The Couple, by Patricia Piccinini. 

 As Piccinini points out, most domestic animals and commercial crops have been bred to suit human needs, but the idea of applying genetic engineering to wild species is still a controversial subject.

“This is a question we face all the time in my country,” she says. “For example, we've lost 80% of our coral reef. It's a huge catastrophe. But now we're thinking about how we can help the coral polyps survive. The polyps have a collaborative life-sharing relationship with the bacteria that live on them, but if they get too hot they expel the bacteria. And when that happens, the polyps starve to death. 

"Now some scientists are saying, well, can we help the polyps tolerate the warming seas? Can we develop another kind of bacteria that will help? But other scientists insist we should not do that, because then we'd be intervening with nature, and that wouldn’t really be right.

“There are the questions I’m asking in my work. Is human intervention part of the natural evolutionary process? Should we use our science to help nature evolve so that nature can tolerate our changes to the environment?” 

Piccinini believes her sculpture is the perfect medium in which to pose such questions effectively. “The fantastic thing about the work I make is that it can really allow people to suspend disbelief,” she says. “If I tried to describe my ideas in words, they'd be going, well, that's crazy and stupid. But that’s what’s fantastic about silicone sculpture, and that’s why I make it; if people can see the idea in front of them, then it’s conceivable.” 

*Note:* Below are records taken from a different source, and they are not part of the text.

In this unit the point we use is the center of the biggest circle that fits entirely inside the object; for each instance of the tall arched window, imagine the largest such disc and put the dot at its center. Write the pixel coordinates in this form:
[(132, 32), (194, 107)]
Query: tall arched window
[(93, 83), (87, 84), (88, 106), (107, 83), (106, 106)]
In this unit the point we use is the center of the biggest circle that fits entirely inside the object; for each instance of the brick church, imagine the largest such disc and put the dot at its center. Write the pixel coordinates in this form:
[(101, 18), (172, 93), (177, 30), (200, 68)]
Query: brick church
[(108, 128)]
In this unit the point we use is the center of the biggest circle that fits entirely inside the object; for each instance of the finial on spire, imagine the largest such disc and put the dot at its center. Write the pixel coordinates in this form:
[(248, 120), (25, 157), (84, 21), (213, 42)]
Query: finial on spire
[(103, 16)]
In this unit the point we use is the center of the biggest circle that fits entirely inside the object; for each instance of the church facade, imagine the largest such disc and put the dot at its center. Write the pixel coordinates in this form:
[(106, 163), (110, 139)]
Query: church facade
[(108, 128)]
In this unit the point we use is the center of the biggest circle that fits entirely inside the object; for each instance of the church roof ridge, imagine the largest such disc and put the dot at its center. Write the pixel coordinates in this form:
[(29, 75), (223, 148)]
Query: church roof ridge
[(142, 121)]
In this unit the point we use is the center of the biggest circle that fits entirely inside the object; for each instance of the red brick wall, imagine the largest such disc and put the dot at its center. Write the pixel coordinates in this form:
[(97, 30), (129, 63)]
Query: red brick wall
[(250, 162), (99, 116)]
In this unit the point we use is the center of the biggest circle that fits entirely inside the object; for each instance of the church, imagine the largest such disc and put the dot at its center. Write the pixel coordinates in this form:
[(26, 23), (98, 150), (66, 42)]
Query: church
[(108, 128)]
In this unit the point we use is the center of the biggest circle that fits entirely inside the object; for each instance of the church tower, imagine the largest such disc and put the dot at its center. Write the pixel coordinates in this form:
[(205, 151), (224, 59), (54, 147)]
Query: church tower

  •  Patricia Piccinini, We Travel Together, runs at the Festival Gallery, William Street, Galway from July 15-28. Patricia Piccinini is in conversation with GIAF artistic director Paul Fahy at the Festival Gallery at 12 noon, Thursday July 18. Free/Walk-in. Further information: giaf.ie 

Other visual arts highlights in Galway 

  • Karen Cox, Women of the Thar Desert, Galway City Museum: A photographic study of the women of the Thar Desert in India.
  • Yvonne McGuinness, What’s Left Us Then, Festival Printworks Gallery: A film that looks at the use of concrete as a building material in rural Ireland.
  • Brian Bourke, Agenbite of Inwit, O’Donoghue Centre and University Art Gallery, University of Galway: Work new and old by the veteran Connemara-based artist.
  • Cecilia Danell and Katerina Gribkof, What the Plants Know, 126: Artist-run Gallery An exhibition of paintings, sculptures and textile work from two West of Ireland-based artists.